Following up on Simon’s last post, I want to raise a few questions on the US appeal. In "U.S. Files 'Preemptive' Appeal Against WTO Ruling on Chinese Rare Earths", BNA WTO Reporter, April 10, 2014, Daniel Pruzin reports:
The U.S. has filed a “preemptive strike” appeal against a World Trade Organization panel ruling that found in favor of a joint complaint filed by the U.S., the European Union and Japan against China's restrictions on rare earths.
A U.S. official speaking on condition of anonymity said that the appeal was filed April 8 to accelerate appeals proceedings in the case. The official said that China has yet to file an appeal against the ruling but is expected to do so.
“This is a preemptive strike to bring urgent relief to American businesses and workers,” said Trevor Kincaid, spokesman for the Office of the U.S. Trade Representative (USTR).
Under Rule 23 of the WTO Appellate Body's working procedures, the U.S. appeal will now obligate China to file an “other appellant” appeal within five days challenging any aspects of the panel's findings which it feels are in error. Had the U.S. not filed its preemptive appeal, China and the other parties in the dispute would have had until May 25 to file a challenge to the panel's findings.
So, the victorious U.S. filed an appeal on minor procedural aspects of the Panel decision to accelerate the appeal process. As a result of the US “preemptive strike”, the time period for China to file its appeal has been shortened by more than 40 days - from 60 days (until May 25) to 18 days (until April 13).
I assume this is the first time such a tactic has been used in WTO litigation history. Here are my questions:
First, is it fair for a winning party to use such a tactic to substantially cut the appeal time of the losing party? All litigators know what a difference 40 days can make for the preparation of a complex case (Rare Earths is such a case as it involves complex systemic issues). It is true that the parties learn the result of the Panel decision long before the Panel report is circulated. But it is the expectation set by the DSU rules that matters. The losing party will plan its appeal according to these rules. If the 60-day period is no longer considered necessary, the rule should be changed through proper procedures.
That brings to my second question: What is the rationale of the 5-day rule for “other appellant” in the AB working procedure (www.wto.org/english/tratop_e/dispu_e/ab_procedures_e.htm)? Is it designed to change the 60-day rule?

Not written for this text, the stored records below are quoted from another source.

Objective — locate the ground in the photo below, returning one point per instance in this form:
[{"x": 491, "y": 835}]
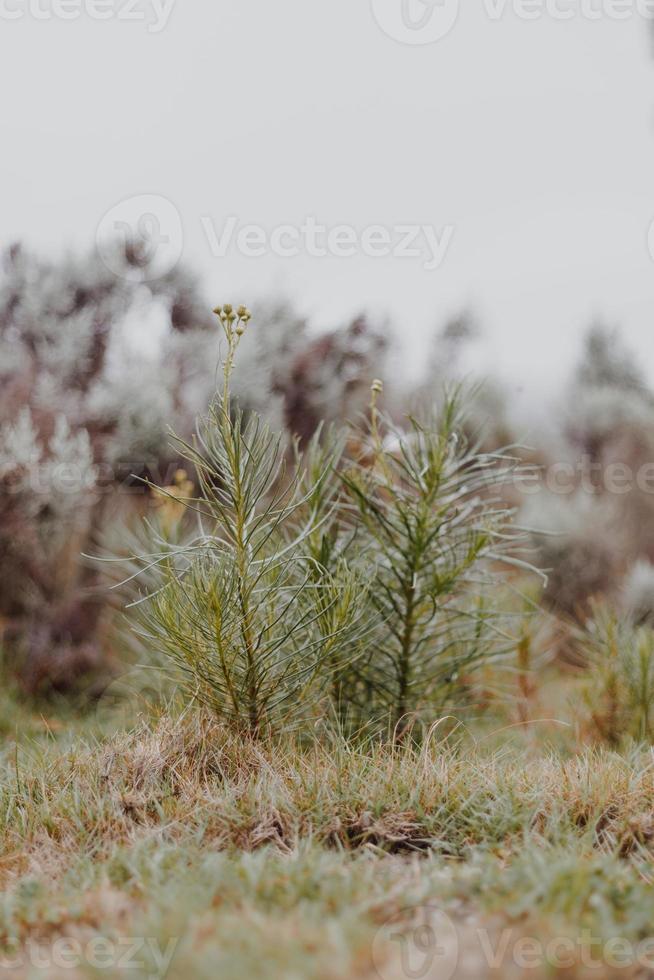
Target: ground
[{"x": 160, "y": 845}]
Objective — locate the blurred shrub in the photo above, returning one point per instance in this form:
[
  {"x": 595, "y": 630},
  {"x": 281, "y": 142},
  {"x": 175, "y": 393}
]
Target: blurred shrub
[
  {"x": 619, "y": 687},
  {"x": 94, "y": 369}
]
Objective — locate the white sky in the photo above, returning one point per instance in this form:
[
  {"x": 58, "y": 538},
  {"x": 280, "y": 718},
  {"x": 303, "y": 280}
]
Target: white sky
[{"x": 534, "y": 140}]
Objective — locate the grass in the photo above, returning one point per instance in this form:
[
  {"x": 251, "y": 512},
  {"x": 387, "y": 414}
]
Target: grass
[{"x": 288, "y": 861}]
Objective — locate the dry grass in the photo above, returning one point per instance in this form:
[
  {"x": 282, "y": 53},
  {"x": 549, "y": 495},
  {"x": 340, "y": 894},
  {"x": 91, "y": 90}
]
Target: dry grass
[{"x": 283, "y": 861}]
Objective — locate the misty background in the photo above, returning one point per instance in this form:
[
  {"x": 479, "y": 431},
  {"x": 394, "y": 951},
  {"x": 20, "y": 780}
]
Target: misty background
[{"x": 532, "y": 139}]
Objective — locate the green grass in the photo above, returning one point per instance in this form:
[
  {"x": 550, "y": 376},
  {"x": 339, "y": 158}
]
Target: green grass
[{"x": 282, "y": 861}]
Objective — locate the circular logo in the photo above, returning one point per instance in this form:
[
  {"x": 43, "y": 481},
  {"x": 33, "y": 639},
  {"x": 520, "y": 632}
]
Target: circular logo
[
  {"x": 141, "y": 238},
  {"x": 418, "y": 943},
  {"x": 416, "y": 21}
]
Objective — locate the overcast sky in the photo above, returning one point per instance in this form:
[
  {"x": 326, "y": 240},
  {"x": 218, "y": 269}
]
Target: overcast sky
[{"x": 527, "y": 146}]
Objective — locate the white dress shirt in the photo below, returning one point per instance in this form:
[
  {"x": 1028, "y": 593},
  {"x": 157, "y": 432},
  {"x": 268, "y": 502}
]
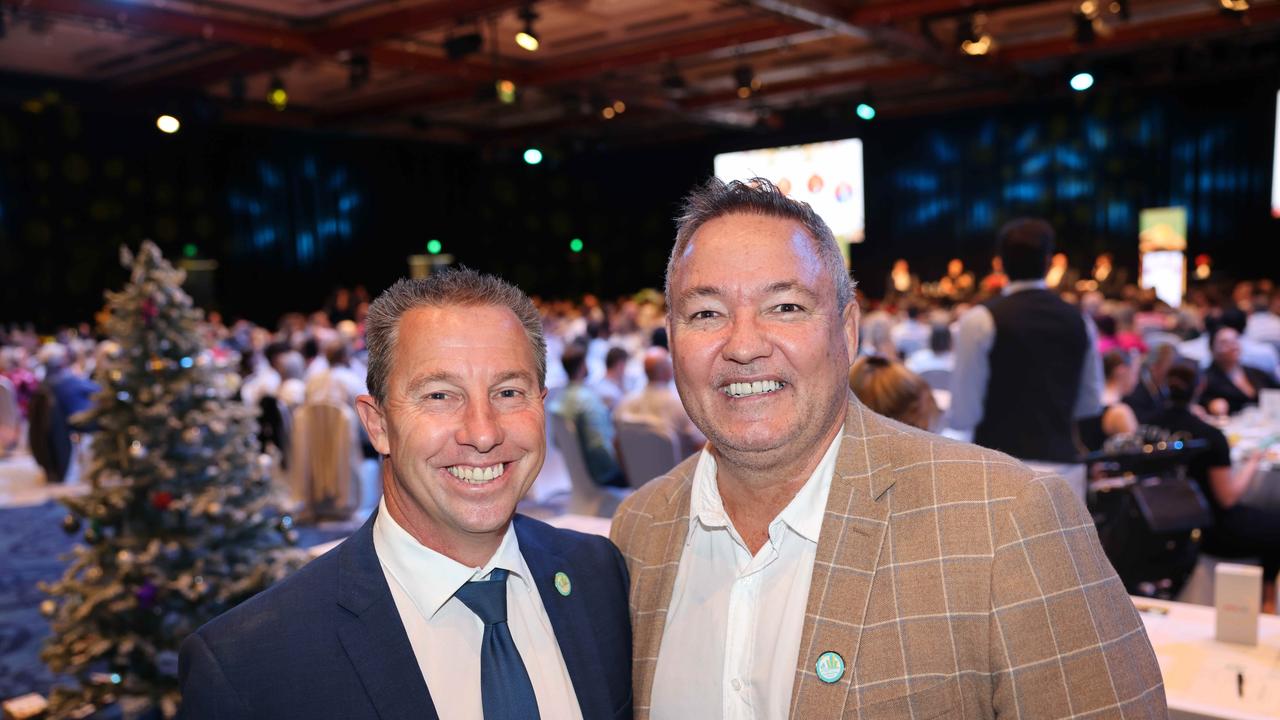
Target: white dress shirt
[
  {"x": 446, "y": 634},
  {"x": 732, "y": 634}
]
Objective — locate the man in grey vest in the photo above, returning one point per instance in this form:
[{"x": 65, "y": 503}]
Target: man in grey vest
[{"x": 1027, "y": 363}]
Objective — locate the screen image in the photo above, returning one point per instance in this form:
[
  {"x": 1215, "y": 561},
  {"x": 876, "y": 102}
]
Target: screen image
[
  {"x": 1275, "y": 165},
  {"x": 828, "y": 176},
  {"x": 1161, "y": 258}
]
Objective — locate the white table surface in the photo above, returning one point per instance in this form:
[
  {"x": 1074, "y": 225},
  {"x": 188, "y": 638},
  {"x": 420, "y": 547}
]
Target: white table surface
[{"x": 1201, "y": 673}]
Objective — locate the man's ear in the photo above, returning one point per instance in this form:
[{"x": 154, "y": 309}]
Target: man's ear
[
  {"x": 851, "y": 317},
  {"x": 375, "y": 424}
]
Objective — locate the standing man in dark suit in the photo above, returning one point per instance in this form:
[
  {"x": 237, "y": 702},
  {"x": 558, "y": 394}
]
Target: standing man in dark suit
[
  {"x": 1027, "y": 363},
  {"x": 446, "y": 604}
]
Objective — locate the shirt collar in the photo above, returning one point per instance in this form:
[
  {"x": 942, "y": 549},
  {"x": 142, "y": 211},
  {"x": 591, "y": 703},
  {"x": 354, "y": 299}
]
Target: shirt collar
[
  {"x": 803, "y": 514},
  {"x": 432, "y": 578},
  {"x": 1019, "y": 286}
]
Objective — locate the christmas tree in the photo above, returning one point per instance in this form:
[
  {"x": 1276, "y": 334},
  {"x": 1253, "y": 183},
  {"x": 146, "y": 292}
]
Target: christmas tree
[{"x": 181, "y": 523}]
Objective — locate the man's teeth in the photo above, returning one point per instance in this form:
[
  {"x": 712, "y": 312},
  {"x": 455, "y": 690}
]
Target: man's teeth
[
  {"x": 744, "y": 390},
  {"x": 470, "y": 474}
]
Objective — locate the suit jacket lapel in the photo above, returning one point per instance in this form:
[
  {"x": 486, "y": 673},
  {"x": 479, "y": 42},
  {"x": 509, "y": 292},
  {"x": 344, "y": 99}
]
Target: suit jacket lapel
[
  {"x": 650, "y": 591},
  {"x": 374, "y": 636},
  {"x": 849, "y": 547},
  {"x": 567, "y": 614}
]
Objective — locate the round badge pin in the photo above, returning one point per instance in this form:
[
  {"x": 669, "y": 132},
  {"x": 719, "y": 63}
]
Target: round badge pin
[
  {"x": 562, "y": 584},
  {"x": 830, "y": 666}
]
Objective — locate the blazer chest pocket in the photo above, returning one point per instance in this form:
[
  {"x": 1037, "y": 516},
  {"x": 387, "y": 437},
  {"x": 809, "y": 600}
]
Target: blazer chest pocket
[{"x": 935, "y": 701}]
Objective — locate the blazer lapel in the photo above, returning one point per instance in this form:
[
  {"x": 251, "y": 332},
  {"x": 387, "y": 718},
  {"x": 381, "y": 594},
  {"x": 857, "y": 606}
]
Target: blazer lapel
[
  {"x": 567, "y": 614},
  {"x": 374, "y": 636},
  {"x": 656, "y": 582},
  {"x": 849, "y": 547}
]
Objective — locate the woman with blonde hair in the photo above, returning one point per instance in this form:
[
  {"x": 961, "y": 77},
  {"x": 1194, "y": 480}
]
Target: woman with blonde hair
[{"x": 888, "y": 388}]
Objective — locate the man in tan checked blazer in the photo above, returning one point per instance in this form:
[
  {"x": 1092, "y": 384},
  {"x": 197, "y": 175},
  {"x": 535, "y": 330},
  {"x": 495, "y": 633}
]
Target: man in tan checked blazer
[{"x": 818, "y": 560}]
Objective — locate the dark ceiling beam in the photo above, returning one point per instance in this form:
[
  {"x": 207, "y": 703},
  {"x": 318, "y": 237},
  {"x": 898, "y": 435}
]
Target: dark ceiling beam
[
  {"x": 403, "y": 22},
  {"x": 895, "y": 72},
  {"x": 1142, "y": 35},
  {"x": 211, "y": 28},
  {"x": 593, "y": 65}
]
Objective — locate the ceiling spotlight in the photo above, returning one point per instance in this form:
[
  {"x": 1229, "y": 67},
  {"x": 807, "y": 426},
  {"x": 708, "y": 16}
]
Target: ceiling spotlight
[
  {"x": 746, "y": 82},
  {"x": 972, "y": 35},
  {"x": 359, "y": 69},
  {"x": 457, "y": 46},
  {"x": 528, "y": 39},
  {"x": 506, "y": 90},
  {"x": 1080, "y": 82},
  {"x": 168, "y": 124},
  {"x": 1084, "y": 30},
  {"x": 277, "y": 95}
]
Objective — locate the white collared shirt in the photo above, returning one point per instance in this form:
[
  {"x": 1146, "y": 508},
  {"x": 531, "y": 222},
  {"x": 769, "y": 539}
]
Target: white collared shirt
[
  {"x": 446, "y": 633},
  {"x": 734, "y": 625}
]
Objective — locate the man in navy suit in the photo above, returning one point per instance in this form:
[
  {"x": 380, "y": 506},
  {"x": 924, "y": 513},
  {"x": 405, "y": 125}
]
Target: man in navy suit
[{"x": 446, "y": 604}]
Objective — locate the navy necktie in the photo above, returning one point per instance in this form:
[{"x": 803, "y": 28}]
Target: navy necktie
[{"x": 504, "y": 688}]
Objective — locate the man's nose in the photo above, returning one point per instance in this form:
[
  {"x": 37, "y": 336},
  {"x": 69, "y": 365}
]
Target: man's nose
[
  {"x": 746, "y": 340},
  {"x": 480, "y": 428}
]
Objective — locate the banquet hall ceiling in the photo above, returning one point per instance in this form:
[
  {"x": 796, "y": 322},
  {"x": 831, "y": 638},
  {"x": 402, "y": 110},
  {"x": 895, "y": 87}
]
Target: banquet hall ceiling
[{"x": 430, "y": 68}]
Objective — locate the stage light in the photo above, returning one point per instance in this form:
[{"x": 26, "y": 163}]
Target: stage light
[
  {"x": 168, "y": 124},
  {"x": 1082, "y": 81},
  {"x": 506, "y": 91},
  {"x": 277, "y": 96},
  {"x": 746, "y": 81},
  {"x": 528, "y": 39}
]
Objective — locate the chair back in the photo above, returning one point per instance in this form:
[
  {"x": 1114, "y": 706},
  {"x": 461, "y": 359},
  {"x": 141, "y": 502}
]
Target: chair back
[
  {"x": 324, "y": 460},
  {"x": 937, "y": 379},
  {"x": 648, "y": 451},
  {"x": 10, "y": 419},
  {"x": 49, "y": 433},
  {"x": 586, "y": 497}
]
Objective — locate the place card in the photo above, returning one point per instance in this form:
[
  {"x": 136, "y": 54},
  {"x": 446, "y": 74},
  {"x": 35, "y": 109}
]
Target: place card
[{"x": 1238, "y": 597}]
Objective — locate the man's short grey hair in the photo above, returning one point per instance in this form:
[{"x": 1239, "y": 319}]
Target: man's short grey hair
[
  {"x": 457, "y": 287},
  {"x": 758, "y": 196}
]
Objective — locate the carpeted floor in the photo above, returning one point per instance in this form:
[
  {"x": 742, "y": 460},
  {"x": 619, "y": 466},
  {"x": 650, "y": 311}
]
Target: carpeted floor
[{"x": 31, "y": 546}]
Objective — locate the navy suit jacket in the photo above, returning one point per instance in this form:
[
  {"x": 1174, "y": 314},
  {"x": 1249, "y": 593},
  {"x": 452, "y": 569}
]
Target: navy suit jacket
[{"x": 328, "y": 641}]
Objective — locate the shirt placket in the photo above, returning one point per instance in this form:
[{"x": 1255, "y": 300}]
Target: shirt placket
[{"x": 744, "y": 610}]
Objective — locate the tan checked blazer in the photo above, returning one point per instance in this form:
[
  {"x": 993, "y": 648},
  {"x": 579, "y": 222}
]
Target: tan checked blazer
[{"x": 951, "y": 579}]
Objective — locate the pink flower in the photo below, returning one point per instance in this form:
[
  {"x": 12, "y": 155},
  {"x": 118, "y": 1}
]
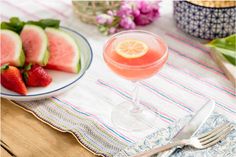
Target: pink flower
[
  {"x": 112, "y": 30},
  {"x": 104, "y": 19},
  {"x": 127, "y": 23},
  {"x": 125, "y": 10},
  {"x": 149, "y": 10}
]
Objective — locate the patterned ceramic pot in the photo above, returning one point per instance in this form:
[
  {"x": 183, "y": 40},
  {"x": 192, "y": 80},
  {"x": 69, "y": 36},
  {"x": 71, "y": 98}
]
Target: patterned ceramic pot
[{"x": 204, "y": 22}]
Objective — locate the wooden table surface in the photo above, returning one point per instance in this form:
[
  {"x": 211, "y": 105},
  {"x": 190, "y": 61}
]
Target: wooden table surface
[{"x": 23, "y": 135}]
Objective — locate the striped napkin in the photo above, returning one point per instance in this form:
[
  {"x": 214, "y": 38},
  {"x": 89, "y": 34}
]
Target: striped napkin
[
  {"x": 226, "y": 147},
  {"x": 179, "y": 89}
]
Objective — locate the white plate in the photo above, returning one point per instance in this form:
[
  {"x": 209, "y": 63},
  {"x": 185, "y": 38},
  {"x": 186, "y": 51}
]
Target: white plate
[{"x": 62, "y": 81}]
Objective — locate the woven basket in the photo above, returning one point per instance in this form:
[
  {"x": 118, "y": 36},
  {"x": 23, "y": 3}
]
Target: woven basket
[{"x": 88, "y": 10}]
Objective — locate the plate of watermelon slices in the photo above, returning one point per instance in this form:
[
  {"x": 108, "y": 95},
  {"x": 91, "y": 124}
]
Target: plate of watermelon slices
[{"x": 38, "y": 62}]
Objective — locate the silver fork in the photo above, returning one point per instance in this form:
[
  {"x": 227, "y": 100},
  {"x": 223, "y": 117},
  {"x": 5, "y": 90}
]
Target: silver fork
[{"x": 199, "y": 142}]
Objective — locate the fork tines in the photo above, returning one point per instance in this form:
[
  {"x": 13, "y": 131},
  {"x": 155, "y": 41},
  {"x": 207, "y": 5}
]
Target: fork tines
[{"x": 210, "y": 138}]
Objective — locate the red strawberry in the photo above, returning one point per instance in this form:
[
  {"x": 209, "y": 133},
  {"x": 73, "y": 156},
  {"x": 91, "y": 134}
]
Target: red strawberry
[
  {"x": 11, "y": 79},
  {"x": 36, "y": 76}
]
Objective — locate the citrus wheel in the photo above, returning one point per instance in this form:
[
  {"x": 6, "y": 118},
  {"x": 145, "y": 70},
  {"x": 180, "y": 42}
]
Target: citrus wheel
[{"x": 131, "y": 48}]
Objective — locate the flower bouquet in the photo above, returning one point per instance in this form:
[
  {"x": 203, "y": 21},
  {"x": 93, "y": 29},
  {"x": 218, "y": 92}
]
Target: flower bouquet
[{"x": 128, "y": 16}]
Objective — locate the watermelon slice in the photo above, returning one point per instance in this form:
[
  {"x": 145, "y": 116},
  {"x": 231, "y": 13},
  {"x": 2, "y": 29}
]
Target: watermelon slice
[
  {"x": 35, "y": 44},
  {"x": 64, "y": 51},
  {"x": 11, "y": 48}
]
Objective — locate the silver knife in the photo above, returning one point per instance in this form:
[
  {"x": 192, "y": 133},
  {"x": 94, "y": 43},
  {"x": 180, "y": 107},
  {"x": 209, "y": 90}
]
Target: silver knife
[{"x": 191, "y": 128}]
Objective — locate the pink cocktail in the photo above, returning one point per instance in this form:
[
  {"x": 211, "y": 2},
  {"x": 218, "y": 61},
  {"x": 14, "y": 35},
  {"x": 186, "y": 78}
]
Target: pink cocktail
[{"x": 134, "y": 55}]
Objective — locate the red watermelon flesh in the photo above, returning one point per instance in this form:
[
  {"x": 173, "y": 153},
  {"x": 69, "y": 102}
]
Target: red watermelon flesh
[
  {"x": 64, "y": 51},
  {"x": 35, "y": 44},
  {"x": 11, "y": 48}
]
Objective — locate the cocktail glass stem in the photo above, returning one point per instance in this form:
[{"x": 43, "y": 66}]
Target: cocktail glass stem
[{"x": 135, "y": 98}]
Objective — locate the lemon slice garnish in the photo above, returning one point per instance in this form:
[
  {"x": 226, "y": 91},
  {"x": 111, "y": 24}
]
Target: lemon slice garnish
[{"x": 131, "y": 48}]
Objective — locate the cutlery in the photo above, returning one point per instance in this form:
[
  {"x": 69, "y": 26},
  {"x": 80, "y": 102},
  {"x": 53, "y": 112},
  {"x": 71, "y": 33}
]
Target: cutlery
[
  {"x": 199, "y": 142},
  {"x": 190, "y": 129}
]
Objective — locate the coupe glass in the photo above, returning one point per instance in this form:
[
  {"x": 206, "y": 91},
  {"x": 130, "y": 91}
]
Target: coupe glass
[{"x": 130, "y": 115}]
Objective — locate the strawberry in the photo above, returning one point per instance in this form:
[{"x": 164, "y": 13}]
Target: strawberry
[
  {"x": 11, "y": 79},
  {"x": 36, "y": 76}
]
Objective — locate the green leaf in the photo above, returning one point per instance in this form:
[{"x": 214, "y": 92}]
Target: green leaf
[
  {"x": 4, "y": 67},
  {"x": 28, "y": 67},
  {"x": 225, "y": 46},
  {"x": 16, "y": 25},
  {"x": 46, "y": 23}
]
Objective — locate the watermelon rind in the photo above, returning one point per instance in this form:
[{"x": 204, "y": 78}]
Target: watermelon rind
[
  {"x": 19, "y": 58},
  {"x": 43, "y": 56},
  {"x": 76, "y": 65}
]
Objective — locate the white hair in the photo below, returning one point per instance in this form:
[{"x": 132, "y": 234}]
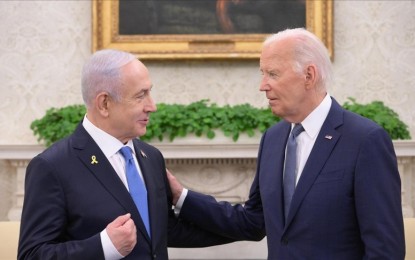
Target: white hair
[
  {"x": 102, "y": 73},
  {"x": 308, "y": 49}
]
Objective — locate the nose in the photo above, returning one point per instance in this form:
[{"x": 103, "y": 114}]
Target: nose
[
  {"x": 151, "y": 105},
  {"x": 264, "y": 86}
]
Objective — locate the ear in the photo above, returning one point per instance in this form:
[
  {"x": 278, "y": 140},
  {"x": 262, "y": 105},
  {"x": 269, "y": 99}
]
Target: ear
[
  {"x": 311, "y": 76},
  {"x": 102, "y": 101}
]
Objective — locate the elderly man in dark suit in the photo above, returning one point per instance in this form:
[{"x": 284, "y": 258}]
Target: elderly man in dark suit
[
  {"x": 327, "y": 184},
  {"x": 101, "y": 193}
]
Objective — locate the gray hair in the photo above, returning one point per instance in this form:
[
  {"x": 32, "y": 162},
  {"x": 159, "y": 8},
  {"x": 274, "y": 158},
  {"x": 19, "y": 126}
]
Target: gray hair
[
  {"x": 102, "y": 73},
  {"x": 308, "y": 49}
]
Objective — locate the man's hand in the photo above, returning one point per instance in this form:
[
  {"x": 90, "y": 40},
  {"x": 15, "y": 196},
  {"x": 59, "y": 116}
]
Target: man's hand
[
  {"x": 175, "y": 186},
  {"x": 123, "y": 234}
]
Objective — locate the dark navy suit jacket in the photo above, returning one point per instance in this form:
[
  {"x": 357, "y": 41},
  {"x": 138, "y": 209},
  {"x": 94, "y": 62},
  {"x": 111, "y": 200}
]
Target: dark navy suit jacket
[
  {"x": 347, "y": 203},
  {"x": 70, "y": 199}
]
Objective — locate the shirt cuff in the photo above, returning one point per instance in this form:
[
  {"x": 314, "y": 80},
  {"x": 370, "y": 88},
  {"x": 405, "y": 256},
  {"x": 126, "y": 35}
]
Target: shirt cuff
[
  {"x": 110, "y": 252},
  {"x": 180, "y": 202}
]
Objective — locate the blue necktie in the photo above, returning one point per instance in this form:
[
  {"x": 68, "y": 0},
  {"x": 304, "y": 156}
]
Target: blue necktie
[
  {"x": 290, "y": 167},
  {"x": 136, "y": 186}
]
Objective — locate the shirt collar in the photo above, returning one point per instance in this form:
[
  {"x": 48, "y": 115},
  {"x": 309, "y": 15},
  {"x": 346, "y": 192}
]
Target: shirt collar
[
  {"x": 314, "y": 121},
  {"x": 108, "y": 144}
]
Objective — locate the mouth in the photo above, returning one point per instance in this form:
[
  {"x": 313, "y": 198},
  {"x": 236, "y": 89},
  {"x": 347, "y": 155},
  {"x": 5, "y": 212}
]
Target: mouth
[{"x": 144, "y": 121}]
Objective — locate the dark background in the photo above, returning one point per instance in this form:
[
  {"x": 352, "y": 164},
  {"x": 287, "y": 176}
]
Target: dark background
[{"x": 145, "y": 17}]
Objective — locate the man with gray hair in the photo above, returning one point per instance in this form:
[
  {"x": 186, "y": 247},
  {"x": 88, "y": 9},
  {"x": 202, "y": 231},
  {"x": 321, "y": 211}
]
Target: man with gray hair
[
  {"x": 327, "y": 184},
  {"x": 101, "y": 193}
]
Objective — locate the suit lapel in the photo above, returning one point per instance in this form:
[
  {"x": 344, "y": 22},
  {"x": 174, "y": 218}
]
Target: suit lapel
[
  {"x": 145, "y": 167},
  {"x": 324, "y": 145},
  {"x": 94, "y": 159}
]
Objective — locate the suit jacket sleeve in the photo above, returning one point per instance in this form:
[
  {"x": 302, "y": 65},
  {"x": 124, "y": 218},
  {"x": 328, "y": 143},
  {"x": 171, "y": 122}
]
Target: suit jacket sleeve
[
  {"x": 42, "y": 236},
  {"x": 241, "y": 222}
]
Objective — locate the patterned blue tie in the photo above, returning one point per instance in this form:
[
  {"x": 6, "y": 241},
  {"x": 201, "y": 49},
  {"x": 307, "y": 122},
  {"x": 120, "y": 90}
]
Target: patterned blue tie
[
  {"x": 290, "y": 167},
  {"x": 136, "y": 186}
]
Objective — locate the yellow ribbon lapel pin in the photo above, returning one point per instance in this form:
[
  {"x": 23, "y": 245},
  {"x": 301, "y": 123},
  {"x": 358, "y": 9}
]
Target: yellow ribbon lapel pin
[{"x": 94, "y": 159}]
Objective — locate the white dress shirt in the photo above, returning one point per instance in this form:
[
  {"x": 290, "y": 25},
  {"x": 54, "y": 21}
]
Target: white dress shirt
[
  {"x": 110, "y": 146},
  {"x": 306, "y": 139}
]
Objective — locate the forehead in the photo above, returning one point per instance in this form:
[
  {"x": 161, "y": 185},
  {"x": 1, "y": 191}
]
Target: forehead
[{"x": 274, "y": 55}]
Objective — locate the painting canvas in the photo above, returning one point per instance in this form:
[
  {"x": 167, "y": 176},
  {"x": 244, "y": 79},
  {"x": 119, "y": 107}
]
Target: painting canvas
[
  {"x": 184, "y": 17},
  {"x": 202, "y": 29}
]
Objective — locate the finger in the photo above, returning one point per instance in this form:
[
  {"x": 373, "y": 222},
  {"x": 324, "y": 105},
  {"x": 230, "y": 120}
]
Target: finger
[{"x": 121, "y": 220}]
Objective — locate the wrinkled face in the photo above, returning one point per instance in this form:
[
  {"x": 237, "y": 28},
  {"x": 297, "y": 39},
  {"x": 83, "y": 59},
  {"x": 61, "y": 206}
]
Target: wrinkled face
[
  {"x": 129, "y": 117},
  {"x": 284, "y": 87}
]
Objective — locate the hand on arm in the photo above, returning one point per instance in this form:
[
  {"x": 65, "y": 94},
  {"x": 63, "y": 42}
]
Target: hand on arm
[{"x": 176, "y": 187}]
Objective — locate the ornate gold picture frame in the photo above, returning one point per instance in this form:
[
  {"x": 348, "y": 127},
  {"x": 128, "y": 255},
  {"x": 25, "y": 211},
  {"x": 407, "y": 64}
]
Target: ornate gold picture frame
[{"x": 106, "y": 14}]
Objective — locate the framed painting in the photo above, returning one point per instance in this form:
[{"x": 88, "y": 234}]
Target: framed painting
[{"x": 203, "y": 29}]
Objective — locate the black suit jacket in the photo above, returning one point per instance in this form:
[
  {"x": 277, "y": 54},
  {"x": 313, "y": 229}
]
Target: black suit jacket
[
  {"x": 347, "y": 203},
  {"x": 72, "y": 193}
]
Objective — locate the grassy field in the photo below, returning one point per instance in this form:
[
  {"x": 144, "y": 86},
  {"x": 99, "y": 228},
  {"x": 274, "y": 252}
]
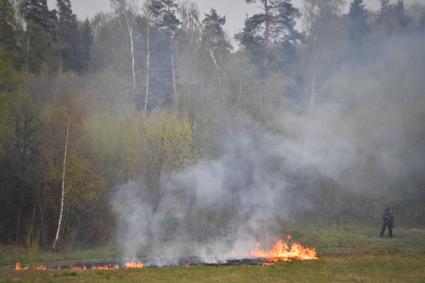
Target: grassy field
[{"x": 350, "y": 254}]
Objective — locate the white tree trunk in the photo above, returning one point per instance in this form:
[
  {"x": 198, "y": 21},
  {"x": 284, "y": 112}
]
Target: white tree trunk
[
  {"x": 63, "y": 187},
  {"x": 133, "y": 60},
  {"x": 173, "y": 70},
  {"x": 313, "y": 81},
  {"x": 148, "y": 58}
]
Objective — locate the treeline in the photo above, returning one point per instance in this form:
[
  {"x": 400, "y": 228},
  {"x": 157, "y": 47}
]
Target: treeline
[{"x": 143, "y": 91}]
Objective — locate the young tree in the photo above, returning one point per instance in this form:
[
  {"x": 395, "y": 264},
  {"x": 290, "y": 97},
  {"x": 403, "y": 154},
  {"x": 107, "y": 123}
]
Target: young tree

Lastly and most curiously, why did the US feel the need to make such a move? The official reason offered by the USTR is to “bring urgent relief to American businesses and workers”. But as I recall - this may surprise many - China’s export quotas on rare earths have never been fully used up in any given year. In 2012, barely over half of the export quotas were used (https://sg.news.yahoo.com/china-sets-rare-earth-export-quota-second-half-044739860.html). And prices for rare earths remain depressed in recent months due to weak demand inside and outside China. (http://www.metal.com/publication/quarterly-report/402_china-rare-earth-quarterly-2013q4). So what is the real reason(s) for the maneuver? Domestic politics? WTO politics? Or simply to undermine China's ability to make an effective appeal? I hope it is not the latter one, as that would raise a serious issue of "good faith".
Hope someone can shed light on the above questions.